Он подходит к балконной двери и, шагнув за ее порог, оказывается на полукруглом опереточном балкончике, к которому тянет свои ветви Кривая Липа. Ствол наклонен в его сторону — еще год-другой, и дерево в своем неостановимом росте упрется в балкон, как собака мордой в ладонь хозяина. У его ног из крохотной щели тянется розовый садовый цветок. Видно, занесло еще семечком. Корни любого растения, угнездившегося в кладке, выделяют угольную кислоту, чтобы расчленять кирпичные мускулы и получать натрий и калий из глины, песка, извести, схваченных цементным раствором. Фасады соседних домов с барочными излишествами в простенках не давали забыть о великой европейской цивилизации — те же мастера, тот же камень, те же архитектурные проекты использовались при застройке Вены, Будапешта, Кракова, Праги.
Он вспоминает про с в о й цветок, лезет в карман куртки и бережно достает чуть примятую кисть розового каштана, которую в длинном нелепом прыжке сорвал для нее с ветки. Опускает кисть в пустой бокал на столе, подливает воды из графина. Что за свадьба без цветов.

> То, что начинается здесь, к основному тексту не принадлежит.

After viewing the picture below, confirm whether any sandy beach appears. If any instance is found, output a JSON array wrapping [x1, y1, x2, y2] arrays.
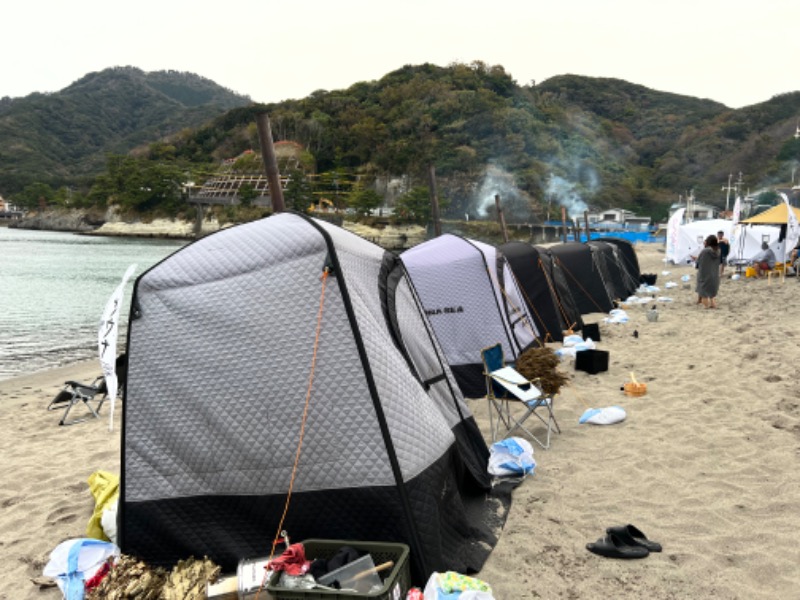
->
[[0, 245, 800, 600]]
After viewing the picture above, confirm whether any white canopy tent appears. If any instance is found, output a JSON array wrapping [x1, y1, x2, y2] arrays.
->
[[666, 219, 783, 264]]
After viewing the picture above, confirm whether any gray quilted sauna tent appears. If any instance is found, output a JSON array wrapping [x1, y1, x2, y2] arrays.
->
[[118, 213, 509, 583], [400, 233, 537, 398]]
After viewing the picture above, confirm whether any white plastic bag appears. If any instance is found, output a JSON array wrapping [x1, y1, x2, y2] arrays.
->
[[489, 437, 536, 477], [42, 538, 119, 600]]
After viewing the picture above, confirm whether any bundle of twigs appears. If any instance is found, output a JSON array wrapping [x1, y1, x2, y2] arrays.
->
[[515, 346, 569, 397], [86, 554, 220, 600]]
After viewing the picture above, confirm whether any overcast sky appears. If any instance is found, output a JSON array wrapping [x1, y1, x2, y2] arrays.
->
[[0, 0, 800, 108]]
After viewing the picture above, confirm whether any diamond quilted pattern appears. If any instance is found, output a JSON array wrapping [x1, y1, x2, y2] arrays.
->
[[121, 214, 500, 580]]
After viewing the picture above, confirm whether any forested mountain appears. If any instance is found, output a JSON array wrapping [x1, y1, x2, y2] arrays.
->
[[0, 62, 800, 221], [0, 67, 250, 195]]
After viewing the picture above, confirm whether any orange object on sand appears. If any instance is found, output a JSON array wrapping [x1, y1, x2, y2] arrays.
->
[[622, 372, 647, 396]]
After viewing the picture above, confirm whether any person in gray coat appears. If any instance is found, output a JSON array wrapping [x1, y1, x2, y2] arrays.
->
[[696, 235, 720, 308]]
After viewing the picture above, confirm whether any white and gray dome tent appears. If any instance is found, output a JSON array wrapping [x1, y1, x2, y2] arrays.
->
[[118, 213, 510, 582], [400, 233, 538, 398]]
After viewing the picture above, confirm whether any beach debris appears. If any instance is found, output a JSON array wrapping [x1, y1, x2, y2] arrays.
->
[[86, 554, 167, 600], [86, 554, 221, 600], [620, 371, 647, 396], [515, 346, 569, 397], [603, 308, 628, 323], [578, 406, 628, 425]]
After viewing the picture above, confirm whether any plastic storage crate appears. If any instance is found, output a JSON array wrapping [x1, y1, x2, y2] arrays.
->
[[267, 540, 411, 600]]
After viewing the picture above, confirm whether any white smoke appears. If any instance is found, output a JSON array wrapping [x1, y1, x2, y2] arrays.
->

В воздухе мастерской поверх запахов краски, свинца, растворителя стелется еще один — до конца не выветрившейся стоматологии, уходящий, как в древность, в родословную этого места и странным образом подходивший к виду из окна на позднеевропейское барокко, — запах, за которым мнились кальвинистская трезвость, точность, расчет, острый, как пары нашатыря.
Он берет со стола и раскрывает один за другим тюбики с краской, принюхивается к кадмию и кобальту, хром-кобальту и краплаку. Запах масляных красок, как всегда, повергает его в смятение. Ему казалось: у каждой краски свой запах. Даже тошнотворные белила цинковые вызывали в душе отклик, звали к чему-то высокому, сумасбродному… Знакомый хирург как-то поведал ему, что врачи тоже привязываются к своим рабочим запахам — стерильных бинтов, антисептика, крови — даже человеческой крови! — которая со временем тоже находит свою парную белково-химическую структуру в мозговом центре удовольствия человека, приставленного к одному делу и любящего его. До своего отъезда из этого города он пробавлялся художеством — работал оформителем на одном из предприятий. Художником себя не считал, скорее — шрифтовиком, к своему унылому оформительству стендов наглядной агитации относился с молодой беспечностью — скорее как к технологии, чем творчеству. Ему нравились сам процесс смешивания красок и нанесения их на загрунтованную поверхность, ощущение твердой уверенности в руке при работе с плакатным пером, каковая (уверенность) в его представлении ближе всего подходила к ощущению профессии. Одно время в минуты усталости, сомнений и робости перед жизнью ему даже начинало казаться, что он рожден, чтоб этим плакатным пером завоевать мир. Слава богу, что это скоро кончилось.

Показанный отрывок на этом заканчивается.